NFL: Agents: Raji did not fail drug test
By JOHN WAWROW
AP Sports Writer
By JOHN WAWROW
The agents representing one of the NFL draft's top prospects, defensive tackle B.J. Raji, strongly disputed a report that the former Boston College player failed a drug test at the league's scouting combine in February.
In an e-mail sent to The Associated Press on Tuesday, Brian Murphy and Mark Humenik referred to the reports as "cowardly" and "malicious," noting their client has not been notified by the NFL of any failed test.
"The media reports accusing B.J. of a failed drug test at the Combine are false," Murphy and Humenik wrote. "Given the cowardly attacks and damage to B.J.'s character as a result of these vicious rumors, we sincerely hope the responsible parties are discovered and held accountable for their actions."
Murphy and Humenik, based in Irvine, Calif., also noted that the NFL has issued a statement challenging the report initially posted on SI.com on Thursday.
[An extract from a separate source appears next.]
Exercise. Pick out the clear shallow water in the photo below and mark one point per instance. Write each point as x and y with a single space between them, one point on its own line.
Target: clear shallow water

The SI.com report, which did not identify the drug, was attributed to unidentified NFL team sources. The Web site reported that Raji's name will be on a list of players who tested positive.
In a statement released by the NFL last week, the league said neither its 32 teams nor the league office know the results of drug or steroid tests taken at the combine. Instead, players who test positive are notified in writing by the independent medical advisers who perform the testing.
"Unfortunately, rumors about draft-eligible players, including rumors about test results, begin to circulate every year at this time," the league statement said. "Many of these rumors are circulated for self-serving reasons, and they are terribly unfair to the players and their families."
Raji's agents said their client has not been contacted by the league or a medical adviser regarding a positive test.
Raji disputed the report in an interview with The Press Democrat of Santa Rosa, Calif., in a story posted on the newspaper's Web site late Monday night.
"I couldn't understand how this rumor became such a big splash in the media when there was no evidence — there was no substance to believe it," Raji was quoted as saying. "Now, I'm happy the truth is out."